< Jesaja 46 >

1 Bel is gekromd, Nebo wordt nedergebogen, hun afgoden zijn geworden voor de dieren en voor de beesten; uw opgeladen pakken zijn een last voor de vermoeide beesten.
Bel bows down. Nebo stoops. Seus ídolos são transportados por animais, e sobre o gado. As coisas que você carregava são cargas pesadas, um fardo para os cansados.
2 Samen zijn zij nedergebogen, zij zijn gekromd, zij hebben den last niet kunnen redden, maar zijzelven zijn in de gevangenis gegaan.
Eles se abaixam e se curvam juntos. Eles não puderam entregar o fardo, mas eles foram para o cativeiro.
3 Hoor naar Mij, o huis van Jakob, en het ganse overblijfsel van het huis Israels! die van Mij gedragen zijt van den buik aan, en opgenomen van de baarmoeder af.
“Ouça-me, casa de Jacob, e todo o restante da casa de Israel, que foram transportados desde seu nascimento, que foram transportados do útero.
4 En tot den ouderdom toe zal Ik Dezelfde zijn, ja, tot de grijsheid toe zal Ik ulieden dragen; Ik heb het gedaan, en Ik zal u opnemen, en Ik zal dragen en redden.
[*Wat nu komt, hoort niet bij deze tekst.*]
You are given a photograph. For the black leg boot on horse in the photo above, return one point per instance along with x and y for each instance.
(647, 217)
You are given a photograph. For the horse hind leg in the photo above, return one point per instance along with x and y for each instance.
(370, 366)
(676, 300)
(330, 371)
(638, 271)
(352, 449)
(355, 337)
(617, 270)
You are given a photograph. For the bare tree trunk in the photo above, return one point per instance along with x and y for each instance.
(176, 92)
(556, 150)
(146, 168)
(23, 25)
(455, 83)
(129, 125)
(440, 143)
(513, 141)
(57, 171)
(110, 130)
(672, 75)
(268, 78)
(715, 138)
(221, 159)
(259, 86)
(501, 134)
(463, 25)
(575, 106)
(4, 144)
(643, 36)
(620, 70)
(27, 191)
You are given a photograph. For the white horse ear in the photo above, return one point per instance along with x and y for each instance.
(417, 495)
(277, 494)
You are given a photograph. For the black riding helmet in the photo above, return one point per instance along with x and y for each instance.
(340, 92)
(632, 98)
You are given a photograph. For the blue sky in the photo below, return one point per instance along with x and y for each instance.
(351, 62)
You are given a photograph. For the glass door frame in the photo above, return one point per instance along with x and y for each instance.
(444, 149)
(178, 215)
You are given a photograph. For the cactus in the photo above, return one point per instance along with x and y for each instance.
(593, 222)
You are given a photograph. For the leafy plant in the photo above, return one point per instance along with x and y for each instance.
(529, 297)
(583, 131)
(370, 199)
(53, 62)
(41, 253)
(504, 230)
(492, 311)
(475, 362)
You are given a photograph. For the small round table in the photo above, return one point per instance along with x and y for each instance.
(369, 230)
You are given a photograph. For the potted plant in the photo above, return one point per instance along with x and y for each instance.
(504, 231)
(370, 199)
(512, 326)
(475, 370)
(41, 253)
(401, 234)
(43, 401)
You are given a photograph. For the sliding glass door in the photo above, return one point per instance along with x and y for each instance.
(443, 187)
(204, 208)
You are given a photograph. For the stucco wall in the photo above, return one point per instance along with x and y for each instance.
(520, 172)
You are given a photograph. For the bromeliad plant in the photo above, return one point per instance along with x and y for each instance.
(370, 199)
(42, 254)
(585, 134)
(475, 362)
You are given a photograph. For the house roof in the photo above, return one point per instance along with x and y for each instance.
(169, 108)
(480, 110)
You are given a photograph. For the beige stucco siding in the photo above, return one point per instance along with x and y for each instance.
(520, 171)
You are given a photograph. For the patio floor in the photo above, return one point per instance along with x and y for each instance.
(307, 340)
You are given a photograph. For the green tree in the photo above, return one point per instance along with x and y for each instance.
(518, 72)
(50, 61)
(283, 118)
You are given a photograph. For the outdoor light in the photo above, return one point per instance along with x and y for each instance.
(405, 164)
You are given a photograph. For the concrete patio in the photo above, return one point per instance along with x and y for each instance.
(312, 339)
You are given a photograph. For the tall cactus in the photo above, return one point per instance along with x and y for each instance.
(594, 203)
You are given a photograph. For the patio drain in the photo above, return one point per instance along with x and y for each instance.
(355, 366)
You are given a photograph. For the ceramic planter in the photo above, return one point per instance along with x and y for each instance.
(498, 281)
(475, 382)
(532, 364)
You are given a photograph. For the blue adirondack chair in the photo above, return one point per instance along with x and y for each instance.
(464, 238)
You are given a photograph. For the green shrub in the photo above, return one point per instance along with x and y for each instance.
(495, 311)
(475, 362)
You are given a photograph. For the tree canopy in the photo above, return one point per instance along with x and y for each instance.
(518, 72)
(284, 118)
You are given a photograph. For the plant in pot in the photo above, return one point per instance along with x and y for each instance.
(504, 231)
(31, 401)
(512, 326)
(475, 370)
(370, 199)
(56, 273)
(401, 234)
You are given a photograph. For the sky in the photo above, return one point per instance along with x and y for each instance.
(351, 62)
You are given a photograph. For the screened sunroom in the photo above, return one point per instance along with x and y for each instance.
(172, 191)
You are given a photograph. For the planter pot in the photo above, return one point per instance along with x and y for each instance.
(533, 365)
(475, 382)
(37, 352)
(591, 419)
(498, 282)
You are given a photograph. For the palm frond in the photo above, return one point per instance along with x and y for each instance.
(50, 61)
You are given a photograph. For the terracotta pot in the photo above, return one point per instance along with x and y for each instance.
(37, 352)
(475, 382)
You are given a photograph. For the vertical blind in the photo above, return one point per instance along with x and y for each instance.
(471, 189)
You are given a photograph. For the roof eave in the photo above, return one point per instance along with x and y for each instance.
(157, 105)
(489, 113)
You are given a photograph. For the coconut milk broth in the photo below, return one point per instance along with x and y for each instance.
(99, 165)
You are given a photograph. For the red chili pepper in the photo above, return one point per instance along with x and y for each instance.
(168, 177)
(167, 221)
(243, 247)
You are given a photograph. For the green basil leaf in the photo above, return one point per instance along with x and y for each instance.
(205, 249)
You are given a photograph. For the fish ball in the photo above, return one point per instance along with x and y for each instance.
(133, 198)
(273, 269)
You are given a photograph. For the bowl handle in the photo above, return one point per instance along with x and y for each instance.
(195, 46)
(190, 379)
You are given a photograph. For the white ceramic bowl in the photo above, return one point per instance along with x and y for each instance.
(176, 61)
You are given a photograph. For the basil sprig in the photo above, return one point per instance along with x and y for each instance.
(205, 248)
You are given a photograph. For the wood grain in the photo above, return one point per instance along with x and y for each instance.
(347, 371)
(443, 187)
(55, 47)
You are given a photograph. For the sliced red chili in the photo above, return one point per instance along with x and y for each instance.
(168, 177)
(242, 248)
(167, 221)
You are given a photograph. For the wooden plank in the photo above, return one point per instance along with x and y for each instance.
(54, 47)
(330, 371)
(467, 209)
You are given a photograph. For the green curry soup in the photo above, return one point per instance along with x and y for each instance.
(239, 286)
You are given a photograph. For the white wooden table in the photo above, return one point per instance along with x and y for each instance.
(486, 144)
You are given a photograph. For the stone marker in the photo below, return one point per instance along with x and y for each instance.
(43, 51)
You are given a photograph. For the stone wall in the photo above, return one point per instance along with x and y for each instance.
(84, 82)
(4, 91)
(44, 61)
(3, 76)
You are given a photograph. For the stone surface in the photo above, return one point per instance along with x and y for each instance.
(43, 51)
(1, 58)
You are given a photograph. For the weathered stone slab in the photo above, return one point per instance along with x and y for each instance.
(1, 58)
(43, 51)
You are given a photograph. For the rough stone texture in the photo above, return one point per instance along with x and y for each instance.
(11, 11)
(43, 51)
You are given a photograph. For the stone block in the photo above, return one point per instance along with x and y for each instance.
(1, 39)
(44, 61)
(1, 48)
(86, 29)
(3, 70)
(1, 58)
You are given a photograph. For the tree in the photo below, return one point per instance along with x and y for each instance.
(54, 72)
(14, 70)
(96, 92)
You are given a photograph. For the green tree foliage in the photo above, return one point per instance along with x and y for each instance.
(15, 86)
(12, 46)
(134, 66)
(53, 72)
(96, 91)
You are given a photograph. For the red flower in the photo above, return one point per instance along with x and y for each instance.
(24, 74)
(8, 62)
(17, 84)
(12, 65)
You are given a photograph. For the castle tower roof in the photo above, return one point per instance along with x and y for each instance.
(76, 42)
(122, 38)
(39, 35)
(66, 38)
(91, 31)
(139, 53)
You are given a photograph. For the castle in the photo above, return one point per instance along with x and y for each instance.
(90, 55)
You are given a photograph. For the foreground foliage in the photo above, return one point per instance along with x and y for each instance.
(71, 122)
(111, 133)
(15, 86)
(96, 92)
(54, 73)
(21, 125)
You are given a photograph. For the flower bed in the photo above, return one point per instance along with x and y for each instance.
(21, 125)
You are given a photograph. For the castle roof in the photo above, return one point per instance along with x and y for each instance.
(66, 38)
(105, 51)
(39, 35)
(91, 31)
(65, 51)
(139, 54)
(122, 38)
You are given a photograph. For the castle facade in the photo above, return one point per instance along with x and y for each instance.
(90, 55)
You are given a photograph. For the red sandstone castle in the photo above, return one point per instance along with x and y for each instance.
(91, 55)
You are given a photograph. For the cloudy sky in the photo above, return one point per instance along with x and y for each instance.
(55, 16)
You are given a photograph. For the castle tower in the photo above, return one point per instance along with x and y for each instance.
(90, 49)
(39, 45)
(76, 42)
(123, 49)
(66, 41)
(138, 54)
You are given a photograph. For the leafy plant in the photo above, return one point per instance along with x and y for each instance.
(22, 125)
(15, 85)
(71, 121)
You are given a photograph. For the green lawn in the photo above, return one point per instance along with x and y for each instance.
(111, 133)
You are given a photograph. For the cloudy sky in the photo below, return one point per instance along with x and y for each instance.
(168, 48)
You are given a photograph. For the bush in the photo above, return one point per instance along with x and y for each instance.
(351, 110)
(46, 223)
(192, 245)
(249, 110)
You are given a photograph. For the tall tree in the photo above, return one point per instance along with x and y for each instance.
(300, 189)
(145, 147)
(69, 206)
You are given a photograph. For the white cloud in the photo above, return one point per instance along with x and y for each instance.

Até a velhice eu sou ele, e até mesmo para os cabelos grisalhos eu os carregarei. Eu fiz, e vou suportar. Sim, eu vou carregar, e vou entregar.
5 Wien zoudt gijlieden Mij nabeelden, en evengelijk maken, en Mij vergelijken, dat wij elkander gelijken zouden?
“Com quem você me comparará, e considere meu igual, e me comparar, como se fôssemos os mesmos?
6 Zij verkwisten het goud uit de beurs, en wegen het zilver met de waag; zij huren een goudsmid, en die maakt het tot een god, zij knielen neder, ook buigen zij zich daarvoor.
Some derramar o ouro da bolsa, e pesar a prata na balança. Eles contratam um ourives, e ele o faz um deus. Eles caem... sim, eles adoram.
7 Zij nemen hem op den schouder, zij dragen hem, en zetten hem aan zijn plaats; daar staat hij, hij wijkt van zijn stede niet; ja, roept iemand tot hem, zo antwoordt hij niet, hij verlost hem niet uit zijn benauwdheid.
Eles a carregam no ombro. Eles o carregam, e o colocam em seu lugar, e ele fica ali. Ela não pode se mover de seu lugar. Sim, pode-se chorar para ele, mas ele não pode responder. Isso não pode salvá-lo de seus problemas.
8 Gedenkt hieraan, en houdt u kloekelijk, brengt het weder in het hart, o gij overtreders!
“Lembrem-se disto, e mostrem-se homens. Tragam isso à mente novamente, seus transgressores.
9 Gedenkt der vorige dingen van oude tijden af, dat Ik God ben, en er is geen God meer, en er is niet gelijk Ik;
Lembre-se das antigas coisas de antigamente; pois eu sou Deus, e não há outro. Eu sou Deus, e não há nenhum como eu.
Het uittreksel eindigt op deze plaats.